Excelentíssimo senhor Doutor Avelino Alexandre Collet, digníssimo Presidente da Academia Rio-Grandense de Letras, na sua pessoa saúdo as autoridades, acadêmicos, parentes do homenageado e amigos.
 
Manda a tradição que a recepção inicie pela biografia do novo acadêmico, dizer dos seus estudos, dos seus feitos culturais e educacionais, dos seus textos.
Dr. José Nedel fez a sua parte e encaminhou resumo do seu currículo; o resumo possui 38 páginas, espaço um, papel A4 quase sem margens. Lendo às pressas, precisaria de 190 minutos, ou 3 horas. Bem, se os senhores quiserem...
 
Permito-me, contudo, falar da sua pessoa, da sua existência, afinal é o que importa.
José Nedel é um filósofo simples, como simples é o seu nome.
Alguém há de ter dito que a humildade só cabe numa grande e expressiva pessoa.

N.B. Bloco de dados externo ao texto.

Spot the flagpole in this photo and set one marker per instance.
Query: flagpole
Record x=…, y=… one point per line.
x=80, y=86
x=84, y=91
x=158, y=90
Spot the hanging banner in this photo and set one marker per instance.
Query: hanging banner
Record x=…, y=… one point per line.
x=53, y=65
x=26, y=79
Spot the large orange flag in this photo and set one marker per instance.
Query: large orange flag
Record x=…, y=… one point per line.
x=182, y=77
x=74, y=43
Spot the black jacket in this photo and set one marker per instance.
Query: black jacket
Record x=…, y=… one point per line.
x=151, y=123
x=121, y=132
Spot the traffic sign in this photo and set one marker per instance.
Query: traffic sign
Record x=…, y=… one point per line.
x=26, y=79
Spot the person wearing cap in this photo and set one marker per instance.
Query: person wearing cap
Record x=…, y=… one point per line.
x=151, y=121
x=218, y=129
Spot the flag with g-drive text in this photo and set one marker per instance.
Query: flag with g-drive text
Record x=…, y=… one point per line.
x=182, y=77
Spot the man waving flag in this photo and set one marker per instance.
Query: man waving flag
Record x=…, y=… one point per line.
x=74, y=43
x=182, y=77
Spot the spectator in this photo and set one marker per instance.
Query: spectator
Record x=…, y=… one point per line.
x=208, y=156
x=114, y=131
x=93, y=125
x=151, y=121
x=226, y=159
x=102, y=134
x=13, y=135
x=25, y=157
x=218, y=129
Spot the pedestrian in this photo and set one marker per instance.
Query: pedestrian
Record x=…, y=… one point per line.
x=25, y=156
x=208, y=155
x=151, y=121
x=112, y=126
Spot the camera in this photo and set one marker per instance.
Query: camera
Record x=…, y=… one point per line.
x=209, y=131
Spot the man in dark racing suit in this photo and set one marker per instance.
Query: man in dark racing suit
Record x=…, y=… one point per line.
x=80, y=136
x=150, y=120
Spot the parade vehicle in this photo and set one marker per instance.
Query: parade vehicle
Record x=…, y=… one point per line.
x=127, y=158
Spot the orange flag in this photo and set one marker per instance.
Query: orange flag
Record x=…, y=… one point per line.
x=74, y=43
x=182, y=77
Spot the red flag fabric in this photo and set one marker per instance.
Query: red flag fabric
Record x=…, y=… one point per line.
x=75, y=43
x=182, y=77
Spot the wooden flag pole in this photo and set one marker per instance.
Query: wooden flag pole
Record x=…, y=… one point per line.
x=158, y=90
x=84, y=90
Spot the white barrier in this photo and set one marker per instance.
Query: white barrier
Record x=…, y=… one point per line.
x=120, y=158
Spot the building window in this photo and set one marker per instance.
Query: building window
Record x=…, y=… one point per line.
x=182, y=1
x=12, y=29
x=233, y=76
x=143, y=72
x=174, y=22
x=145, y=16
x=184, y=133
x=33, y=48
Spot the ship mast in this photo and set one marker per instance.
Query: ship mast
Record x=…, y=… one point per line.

Na lição de Mira Y López, em obra que me acompanha há quarenta anos, ele escreve que "o vaidoso procura convencer-se de que não tem motivo para se sentir inseguro posto que julga valer mais do que os outros. Mas sua vaidade indica que está convencido justamente do contrário". "A vaidade é vã, vazia, ineficaz, inoperante", afirma o mestre.
A humildade em geral está casada com a generosidade e a pessoa generosa é aquela satisfeita consigo mesma, disposta ao outro, pronta para servir o próximo.
Assim é José Nedel, o nosso novo acadêmico, amigo, irmão.
Ele é filósofo. E como filósofo não se comporta como sábio, mas como aquele que pergunta, que investiga a natureza humana e a possibilidade de se obter a felicidade.
A Obtenção da Verdadeira Felicidade é um dos seus textos enquanto professor do Programa de Pós-Graduação em Filosofia, na Unisinos.
Nesse estudo, Nedel conclui que:
“A noção de felicidade, para o homem atual, tornou-se subjetiva, reduzida que foi ao sentimento de ser feliz. Para muitos conota à inclinação egoísta que faz referir tudo ao interesse individual. Orientado pelo utilitarismo para a satisfação do seu bem-estar material, o desejo de felicidade perdeu seu elã espiritual propulsor do agente na direção da virtude, com vistas ao fim último da vida.”
 
E, mais ao final, observa Nedel que o desejo de felicidade é natural e tudo consiste em discernir onde reside a verdadeira felicidade.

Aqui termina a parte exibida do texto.